MEP 16 -- Compaction
Current state: Under Discussion
ISSUE: https://github.com/milvus-io/milvus/issues/9530
PRs:
Keywords: datacoord, segment, compaction
Released:
Summary
Milvus needs a compaction mechanism to merge small segments and remove deleted rows to save disk space.
Motivation
There are many ways to generate small segments:
DataCoord will auto flush a segment when it is opened for a long time(eg. 24hours)
Users may call flush manually
And deleted rows should be removed after they are not used anymore.
So we have 2 targets:
Merge small segments to improve query efficiency
Remove deleted rows to save disk space
Public Interfaces
We will add a compaction interface in sdk to start a compaction.
Design Details
Some preset conditions:
We do compaction at channel&partiton level.
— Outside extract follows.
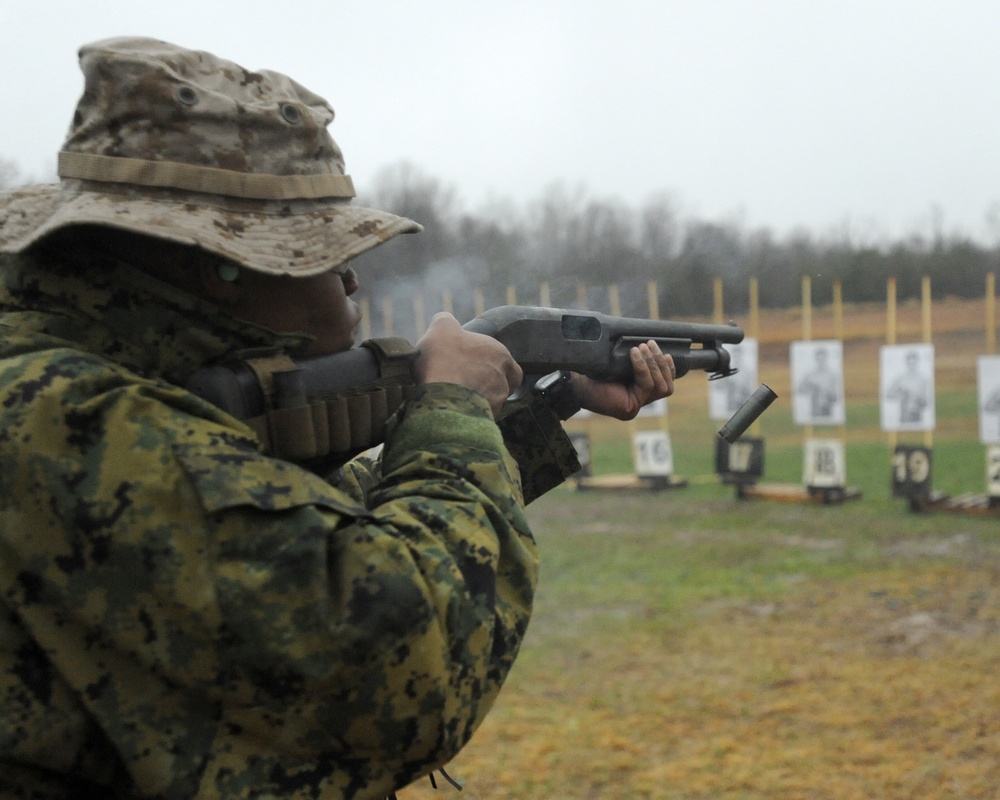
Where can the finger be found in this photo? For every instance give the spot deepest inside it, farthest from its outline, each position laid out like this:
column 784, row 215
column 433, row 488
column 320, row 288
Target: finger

Because a segment is generated at channel&partiton level.
Delta log and insert log is at segment level.
Delta log and insert log in time-travel range should be saved.
Segment has a max size(limited by memory size).
We divide compaction task to 2 phases.
We merge insert and delta logs in the first phase:
Considering time-travel, we only merge segments outside the time-travel range.
When to trigger a compaction:
After a flush
The time interval from the last compaction is greater than max_ compaction_ interval
call compaction manually
How to choose segments:
The size of all delta logs is bigger than max_delete_binlog_size
deleted rows / total rows >= compaction_delta_binlog_ratio
We merge segments in the second phase:
The time period of time travel may be very long, such as dozens of days, so it is still necessary to merge small segments within the scope of time travel.
When to trigger a compaction:
After a segment flush, if the total number of segments less than 1/2*max_segment_size at channel&partition level exceeds the compaction_ segment_ num_ threshold.
The time interval from the last compaction is greater than max_ compaction_ interval
call compaction manually
How to choose segments: greedy algorithm‘
Some details:
Only merge flushed segments
We choose the max dml position of merged segments as the dml position of the new generated segment.